Imagine we use an AutoML system to continually update our models — how costly (and slow) would that be? Think about trying to collect new, relevant labels every time when your model monitoring tool warns you that your model is going out of sync. If you had a working HITL system in the first place, there would be no need for doing this.
At Synnada, we are working on a comprehensive real-time ML framework that meets all these criteria by incorporating either (1) novel research, or (2) best practices from the industry. You will not need to integrate multiple ML tools while building data products — this ML framework will seamlessly mesh with our data streaming technology so our users will start benefiting from the underlying synergies from day one without getting into any complicated integration work.
If you are interested, follow us so that we can keep you in the loop about our most recent ML R&D. These days, we are focusing on robust optimization techniques that will serve as the main workhorse of the full framework, and we plan to discuss our results soon.
As we progress towards developing intelligent agents/systems that have the ability to observe, decide, act, and continuously adapt; the final obstacle to overcome is to package and deliver these agents for practical use. Our goal must be to deliver a rich selection of useful agents that should, over time, specialize to the environment of each end-user. We believe such a goal could only be achieved through a product layer  that would allow a ”test, learn and improve” cycle of building and servicing. So, what is required from such a layer?
Composability is a key aspect for any framework that aims to facilitate development of intelligent agents. There is a very large universe of use cases we want to create agents for, and every use case requires some customization and/or specialization in one way or another. Therefore, it is essential to embrace a flexible and composable approach, so that users can create agents that fit best to their specific needs by combining elementary components. As an example, imagine that we are building an end-to-end DevOps agent to help us with initial triaging. It would likely need to carry out tasks such as analyzing logs, forecasting metrics, or responding to support inquiries, each of which requires a specific AI subsystem we would need to compose together.

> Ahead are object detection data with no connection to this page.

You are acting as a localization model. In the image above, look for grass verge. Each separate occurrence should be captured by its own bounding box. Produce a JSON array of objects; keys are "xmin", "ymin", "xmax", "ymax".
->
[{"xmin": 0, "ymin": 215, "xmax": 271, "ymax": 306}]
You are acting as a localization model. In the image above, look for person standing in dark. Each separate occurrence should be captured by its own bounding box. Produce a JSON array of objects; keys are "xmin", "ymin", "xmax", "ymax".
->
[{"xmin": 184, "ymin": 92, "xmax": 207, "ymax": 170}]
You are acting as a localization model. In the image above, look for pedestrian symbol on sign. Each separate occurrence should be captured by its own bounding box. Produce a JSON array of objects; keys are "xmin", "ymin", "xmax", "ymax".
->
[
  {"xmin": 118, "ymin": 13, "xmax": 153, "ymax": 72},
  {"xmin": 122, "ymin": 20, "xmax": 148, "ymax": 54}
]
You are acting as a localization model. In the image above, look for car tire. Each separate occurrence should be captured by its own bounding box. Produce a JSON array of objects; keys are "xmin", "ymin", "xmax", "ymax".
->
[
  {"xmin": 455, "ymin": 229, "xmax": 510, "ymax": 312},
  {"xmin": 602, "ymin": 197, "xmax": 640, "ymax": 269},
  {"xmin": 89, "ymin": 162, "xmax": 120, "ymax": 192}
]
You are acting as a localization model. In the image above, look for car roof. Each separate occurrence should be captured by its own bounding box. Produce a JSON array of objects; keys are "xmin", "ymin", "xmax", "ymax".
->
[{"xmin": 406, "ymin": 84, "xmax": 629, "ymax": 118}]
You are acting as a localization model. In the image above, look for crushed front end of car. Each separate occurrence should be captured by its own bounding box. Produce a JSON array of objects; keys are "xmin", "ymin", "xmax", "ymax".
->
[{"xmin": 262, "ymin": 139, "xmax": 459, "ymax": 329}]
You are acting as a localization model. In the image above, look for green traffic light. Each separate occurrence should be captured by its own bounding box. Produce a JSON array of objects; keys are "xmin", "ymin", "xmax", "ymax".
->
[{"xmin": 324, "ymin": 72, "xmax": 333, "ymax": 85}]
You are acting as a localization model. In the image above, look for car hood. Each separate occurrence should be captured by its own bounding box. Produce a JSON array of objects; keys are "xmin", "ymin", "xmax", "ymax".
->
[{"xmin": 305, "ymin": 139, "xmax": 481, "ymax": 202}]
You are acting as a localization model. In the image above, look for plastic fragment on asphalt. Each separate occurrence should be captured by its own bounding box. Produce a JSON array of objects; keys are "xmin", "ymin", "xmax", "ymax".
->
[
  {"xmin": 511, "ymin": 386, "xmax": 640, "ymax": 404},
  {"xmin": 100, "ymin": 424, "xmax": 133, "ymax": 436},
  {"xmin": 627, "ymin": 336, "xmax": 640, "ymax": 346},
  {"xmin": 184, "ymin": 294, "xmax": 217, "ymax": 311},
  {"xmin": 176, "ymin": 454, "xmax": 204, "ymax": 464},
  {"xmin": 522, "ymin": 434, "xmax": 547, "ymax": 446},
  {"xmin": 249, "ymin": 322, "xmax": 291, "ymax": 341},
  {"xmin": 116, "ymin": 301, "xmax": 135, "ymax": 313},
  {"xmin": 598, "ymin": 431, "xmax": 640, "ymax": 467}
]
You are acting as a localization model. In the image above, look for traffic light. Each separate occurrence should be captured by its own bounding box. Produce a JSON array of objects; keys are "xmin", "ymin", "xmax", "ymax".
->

Another key requirement is an effective collaboration layer: Features such as comprehensive version control for data, models, and code; data management and organization functions accessible to non-technical users; support structures for ML engineers and data engineers; and cross-functional teamwork mechanisms are crucial for development, maintenance and effective operation of intelligent agents (and data systems in general). Moreover, this collaboration layer will also be responsible for facilitating intuitive interactions between AI agents and humans so that users can equip their agents with effective human-in-the-loop capabilities.
Overall, the development of advanced data/AI systems requires a compound product strategy that addresses the key components of collaboration, composability, and other non-functional (such as auditability & control, explainability, governance, serviceability, deployment, scaling, etc.) requirements. Each of these components must be given the necessary attention, designed for maximum efficiency and delivered in a tightly-knit manner, as they are all essential for unlocking the full capabilities of a live system. Adding such features as an afterthought will, eventually, reduce the robustness and effectiveness of intelligent agents. Synnada understands the need for a full-scope solution and is planning to deploy a compound product strategy to meet the demands of the ever-evolving data and AI spaces.